While there has been no definitive pronouncement in this circuit as to the general applicability of the two-year limitation prescribed by Article 5526, Tex.Rev.Stat.Ann. (Vernon's Supp. 1980) to § 1983 actions initiated in the Texas federal courts, compare Moore v. El Paso County, Texas, 660 F.2d 586, 589 (5th Cir. 1981) and Courtney v. Reeves, 635 F.2d at 328 n.2, with Richardson v. Fleming, 651 F.2d at 373 n.15, it nevertheless appears well established that Article 5535, Tex.Rev.Civ.Stat.Ann. (Vernon's Supp. 1980), by its terms functions to toll the running of the statutory limitation period in prisoner § 1983 suits. Miller v. Smith, 625 F.2d 43 (5th Cir. 1980) (on rehearing from 615 F.2d 1037 (5th Cir. 1980)). See generally, Grundstrom v. Darnell, 531 F.2d 272 (5th Cir. 1976). The panel in Richardson v. Fleming, relied upon Miller v.
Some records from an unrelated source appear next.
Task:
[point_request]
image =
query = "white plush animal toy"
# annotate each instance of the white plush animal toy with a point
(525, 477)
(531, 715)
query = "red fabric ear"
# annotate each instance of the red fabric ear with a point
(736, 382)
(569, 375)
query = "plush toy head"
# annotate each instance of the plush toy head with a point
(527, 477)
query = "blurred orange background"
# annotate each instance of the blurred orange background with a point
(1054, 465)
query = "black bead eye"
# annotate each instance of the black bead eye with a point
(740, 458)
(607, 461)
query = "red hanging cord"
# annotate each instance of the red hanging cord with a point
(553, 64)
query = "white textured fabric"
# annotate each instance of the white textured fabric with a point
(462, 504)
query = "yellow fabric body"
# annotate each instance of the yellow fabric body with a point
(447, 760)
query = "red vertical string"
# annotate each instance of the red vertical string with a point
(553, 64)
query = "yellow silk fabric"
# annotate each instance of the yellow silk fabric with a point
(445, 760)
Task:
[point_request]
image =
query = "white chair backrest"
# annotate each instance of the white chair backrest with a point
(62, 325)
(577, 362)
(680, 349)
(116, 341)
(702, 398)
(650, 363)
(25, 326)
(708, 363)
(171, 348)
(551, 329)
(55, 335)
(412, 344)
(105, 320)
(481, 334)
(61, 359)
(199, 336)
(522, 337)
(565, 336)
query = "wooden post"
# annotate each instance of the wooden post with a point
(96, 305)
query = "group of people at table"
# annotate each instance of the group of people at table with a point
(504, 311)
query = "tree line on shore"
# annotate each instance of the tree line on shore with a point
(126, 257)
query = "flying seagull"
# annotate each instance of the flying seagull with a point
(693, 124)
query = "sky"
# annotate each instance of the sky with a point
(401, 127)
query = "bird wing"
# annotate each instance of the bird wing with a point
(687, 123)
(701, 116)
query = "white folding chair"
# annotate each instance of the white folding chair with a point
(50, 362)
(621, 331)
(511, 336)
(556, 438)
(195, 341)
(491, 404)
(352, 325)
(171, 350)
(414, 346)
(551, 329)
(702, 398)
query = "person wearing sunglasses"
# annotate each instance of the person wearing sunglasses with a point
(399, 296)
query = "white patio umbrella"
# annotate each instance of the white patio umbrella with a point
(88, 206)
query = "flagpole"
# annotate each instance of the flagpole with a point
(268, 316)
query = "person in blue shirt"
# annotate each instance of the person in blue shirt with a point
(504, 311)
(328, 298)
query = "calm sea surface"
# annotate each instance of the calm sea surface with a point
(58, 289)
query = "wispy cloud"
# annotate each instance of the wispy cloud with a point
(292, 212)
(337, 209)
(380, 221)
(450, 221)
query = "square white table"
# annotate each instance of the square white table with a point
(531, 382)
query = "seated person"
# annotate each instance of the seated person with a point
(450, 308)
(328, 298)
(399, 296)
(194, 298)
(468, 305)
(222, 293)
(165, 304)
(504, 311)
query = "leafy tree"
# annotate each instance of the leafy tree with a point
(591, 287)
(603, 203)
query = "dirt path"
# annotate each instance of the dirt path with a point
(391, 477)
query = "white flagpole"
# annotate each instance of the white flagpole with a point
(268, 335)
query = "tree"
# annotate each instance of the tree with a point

Smith, 431 F.Supp. 821 (N.D.Tex.1977), vacated and remanded, 615 F.2d 1037 (5th Cir. 1980), and earlier federal district court opinions, for the proposition that the question of the applicability of Article 5535 to prisoner civil rights actions was unsettled.
As recently as 1979, we took note of the existence of a division among federal judges sitting in the Southern District of Texas with respect to the right of Texas prisoners to invoke the tolling provisions of Article 5535 in § 1983 cases. Johnson v. Hardy. One year later, in our original opinion in Miller v. Smith, we determined that Article 5535 tolled the statute of limitations in prisoner civil rights cases, but only if the plaintiff could demonstrate an inability to secure access to a federal forum attributable to his incarceration. We expressed the view that once the prisoner gained such access he could no longer claim Article 5535's protection. After the United States Supreme Court mandated that state tolling rules be applied in civil rights damage suits according to their express terms, see Board of Regents of the University of the State of New York v. Tomanio, 446 U.S. 478, 100 S.Ct. 1790, 64 L.Ed.2d 440 (1980), we modified our Miller opinion on rehearing to reflect this intervening change in the law, holding that the § 1983 prisoner plaintiff was entitled to the full benefit of Article 5535 free of the judicial restrictions previously imposed. 625 F.2d 43.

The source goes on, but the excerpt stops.